Ikea's online selling practices-help me understand

At least in Canada, shopping online with IKEA is a nightmare. Many products aren’t available, and if you do manage to find what you want, you have to go through several steps, plus a phone call, to place your order.

I noticed on eBay today that a seller who lives near two IKEA locations is selling many IKEA products online. Which seems very smart to me - he sells products that are not available on IKEAs website, at an average of 100% mark-up.

IKEA is considered a forward-thinking company - their security systems are state-of-the-art and their packaging and marketing methods seem sophisticated and streamlined.

So WHY don’t they have a better online sales system? I have to assume this is a conscious decision. Is it too much of a resource drain? Does it make better business sense for them to rely on second-party sellers to hawk their goods on the 'net?

Thoughts?

Several steps plus a phone call? Outrageous.

(FTR, I have never ordered online from Ikea. I’m just going from your description)

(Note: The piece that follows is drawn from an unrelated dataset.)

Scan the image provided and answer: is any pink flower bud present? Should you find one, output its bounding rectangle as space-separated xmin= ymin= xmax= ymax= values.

I don’t know what the answer is, but I agree, it is almost impossible to order anything from them.

I’ve never ordered online from Ikea. The stores are designed for Do-It-Yourself for the customer. You come in, you choose, you pick up the stuff from the storagerooms, pay and haul it out yourself. That’s what keeps the Ikea-prices down.

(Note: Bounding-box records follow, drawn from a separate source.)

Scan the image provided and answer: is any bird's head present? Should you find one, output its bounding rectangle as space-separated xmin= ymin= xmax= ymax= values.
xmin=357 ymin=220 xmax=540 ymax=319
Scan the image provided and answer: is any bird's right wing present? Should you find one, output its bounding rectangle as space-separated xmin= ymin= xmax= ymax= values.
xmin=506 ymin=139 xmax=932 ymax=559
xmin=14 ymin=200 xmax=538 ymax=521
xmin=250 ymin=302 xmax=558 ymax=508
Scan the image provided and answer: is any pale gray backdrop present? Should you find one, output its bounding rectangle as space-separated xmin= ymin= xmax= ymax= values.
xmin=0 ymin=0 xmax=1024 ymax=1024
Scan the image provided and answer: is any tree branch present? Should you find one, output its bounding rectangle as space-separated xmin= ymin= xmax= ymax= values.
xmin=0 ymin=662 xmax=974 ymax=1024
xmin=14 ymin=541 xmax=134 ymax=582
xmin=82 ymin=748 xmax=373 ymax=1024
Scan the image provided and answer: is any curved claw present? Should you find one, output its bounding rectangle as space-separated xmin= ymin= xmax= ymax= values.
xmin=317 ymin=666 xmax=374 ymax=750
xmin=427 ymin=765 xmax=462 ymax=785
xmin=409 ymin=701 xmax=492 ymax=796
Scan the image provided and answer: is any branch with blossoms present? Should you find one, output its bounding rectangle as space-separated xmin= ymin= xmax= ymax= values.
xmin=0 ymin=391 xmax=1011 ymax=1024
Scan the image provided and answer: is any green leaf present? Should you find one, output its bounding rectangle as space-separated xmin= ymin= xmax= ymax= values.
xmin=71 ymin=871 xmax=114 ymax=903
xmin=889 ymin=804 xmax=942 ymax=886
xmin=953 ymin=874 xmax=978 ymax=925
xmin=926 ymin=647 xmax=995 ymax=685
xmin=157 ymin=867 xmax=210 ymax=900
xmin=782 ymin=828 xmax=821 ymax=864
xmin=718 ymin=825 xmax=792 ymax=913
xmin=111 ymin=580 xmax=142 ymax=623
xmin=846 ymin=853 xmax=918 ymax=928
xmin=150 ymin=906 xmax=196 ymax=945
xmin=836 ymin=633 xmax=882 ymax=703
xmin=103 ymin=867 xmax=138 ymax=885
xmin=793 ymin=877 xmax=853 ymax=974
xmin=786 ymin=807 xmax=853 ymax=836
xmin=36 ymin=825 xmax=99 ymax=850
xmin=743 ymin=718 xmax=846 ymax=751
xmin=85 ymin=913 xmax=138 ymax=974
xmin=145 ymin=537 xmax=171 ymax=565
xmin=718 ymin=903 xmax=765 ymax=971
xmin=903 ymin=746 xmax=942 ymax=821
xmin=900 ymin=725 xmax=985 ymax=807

Anyway; I’ve had a lot of success with ordering second-hand-Ikea on E-bay or Craigslist. If someone on E-bay offers up for sale their Poang, a Billy or Knudde, you can look up exactly how it will look if you browse the site, the stores and the catalogues. Ikea stuff is so cheap that often people will sell entire sets just because they want something in oak-color this year. The only drawback I’ve found is this: Ikea-stuff loses quality fast if it is assembled more then once. Better to buy it assembled from the previous user.

Not only is it really hard to buy anything on their website. Sometimes I have a hard time finding things on their site. Terrible design.

Are sure it’s not just becuase the stuff is crap.

Well, I’ve lived among IKEA stuff for over 15 years now and I like it. Sturdy, practical, light, innovative and cheerful. And amazingly cheap.
Of you’re more of an massive-oak-furniture-for-the-next-three-generations type, well, then Ikea isn’t for you. But personally, I’d dread inheriting the last’ generations taste in furniture.